The street corner where Neo and Smith fight in the crater is the same corner from which Neo made his phone call at the end of The Matrix (1999) - the corner of Pitt, Hunter, and O'Connell Streets in Sydney, Australia. You can see the phone booth to the right when they hit the ground.
Many of the "raindrops" in the final fight between Neo and Smith are actually single lines of Matrix code, similar to those on displays seen in the "real world" throughout the trilogy. This subtle effect was added to imply the Matrix was beginning to destabilize. This visual trick was easily seen on IMAX and larger movie theaters, but can be seen on smaller televisions as banded rain that seems to "jump" like static during close-ups of the fight scenes.

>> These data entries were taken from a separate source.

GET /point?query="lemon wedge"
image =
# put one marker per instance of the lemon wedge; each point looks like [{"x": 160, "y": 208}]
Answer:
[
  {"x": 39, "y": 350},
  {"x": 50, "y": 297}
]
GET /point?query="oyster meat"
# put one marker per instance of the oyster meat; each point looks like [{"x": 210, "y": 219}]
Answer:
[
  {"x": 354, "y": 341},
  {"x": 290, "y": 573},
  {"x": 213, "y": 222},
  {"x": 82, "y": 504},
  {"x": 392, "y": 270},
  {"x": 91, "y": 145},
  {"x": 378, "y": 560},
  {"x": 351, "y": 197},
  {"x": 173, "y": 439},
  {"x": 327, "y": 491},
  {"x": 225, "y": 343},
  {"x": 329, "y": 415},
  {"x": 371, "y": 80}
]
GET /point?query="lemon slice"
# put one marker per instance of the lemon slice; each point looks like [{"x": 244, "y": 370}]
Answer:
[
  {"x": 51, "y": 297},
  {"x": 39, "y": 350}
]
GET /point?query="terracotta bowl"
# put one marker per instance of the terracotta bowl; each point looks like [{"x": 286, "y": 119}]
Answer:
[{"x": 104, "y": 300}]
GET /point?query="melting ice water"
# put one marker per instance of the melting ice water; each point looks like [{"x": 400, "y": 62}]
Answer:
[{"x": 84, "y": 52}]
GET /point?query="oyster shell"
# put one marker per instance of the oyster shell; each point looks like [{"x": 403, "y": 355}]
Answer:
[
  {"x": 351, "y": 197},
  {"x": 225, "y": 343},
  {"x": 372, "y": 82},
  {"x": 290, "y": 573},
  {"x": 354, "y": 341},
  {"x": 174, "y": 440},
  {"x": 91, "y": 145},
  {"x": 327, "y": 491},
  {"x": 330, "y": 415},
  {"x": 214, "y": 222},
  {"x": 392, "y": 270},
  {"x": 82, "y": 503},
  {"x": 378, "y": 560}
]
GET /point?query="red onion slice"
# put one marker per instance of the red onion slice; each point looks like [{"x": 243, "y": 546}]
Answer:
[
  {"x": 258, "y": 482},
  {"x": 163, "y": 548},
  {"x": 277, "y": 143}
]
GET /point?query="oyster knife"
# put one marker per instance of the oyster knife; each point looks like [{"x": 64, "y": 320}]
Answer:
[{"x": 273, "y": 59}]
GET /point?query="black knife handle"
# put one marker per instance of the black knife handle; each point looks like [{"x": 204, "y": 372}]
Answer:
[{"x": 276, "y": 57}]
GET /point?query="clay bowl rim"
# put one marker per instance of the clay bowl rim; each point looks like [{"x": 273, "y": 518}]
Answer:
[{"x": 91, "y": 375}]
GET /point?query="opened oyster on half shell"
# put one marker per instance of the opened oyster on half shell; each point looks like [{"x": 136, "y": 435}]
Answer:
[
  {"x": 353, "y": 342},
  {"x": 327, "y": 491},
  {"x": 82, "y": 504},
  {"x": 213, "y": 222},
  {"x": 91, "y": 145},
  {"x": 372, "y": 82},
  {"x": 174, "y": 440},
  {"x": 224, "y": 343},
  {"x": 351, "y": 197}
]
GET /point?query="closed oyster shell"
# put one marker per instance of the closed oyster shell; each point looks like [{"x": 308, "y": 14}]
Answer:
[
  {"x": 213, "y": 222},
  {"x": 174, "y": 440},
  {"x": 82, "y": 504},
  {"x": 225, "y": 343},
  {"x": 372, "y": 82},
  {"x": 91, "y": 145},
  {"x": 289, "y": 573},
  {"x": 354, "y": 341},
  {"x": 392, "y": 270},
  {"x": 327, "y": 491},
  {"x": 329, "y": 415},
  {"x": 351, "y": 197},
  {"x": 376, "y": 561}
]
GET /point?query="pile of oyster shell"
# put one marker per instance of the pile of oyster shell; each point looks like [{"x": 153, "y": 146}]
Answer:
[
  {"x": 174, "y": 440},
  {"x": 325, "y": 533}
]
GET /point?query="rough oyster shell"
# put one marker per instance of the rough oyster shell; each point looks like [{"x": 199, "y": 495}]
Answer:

In an unprecendented simultaneous global release, this film opened at exactly the same moment in every major city in the world on November 5: 6 a.m. in Los Angeles, 9 a.m. in New York City, 2 p.m. in London, 5 p.m. in Moscow, 11 p.m. in Tokyo, November 6 at 1 a.m. in Sydney, and at corresponding times in over fifty additional countries worldwide.
During the scene at the club, The Merovingian is wearing his tie in a fashion that is actually called Merovingian tie-knot.
Only one full-size APU was ever built. It was completely rendered in Auto-CAD, and parts were made detachable, so that for scenes involving different pilots and APUs, the detail work could be altered. The full model weighed around two tons.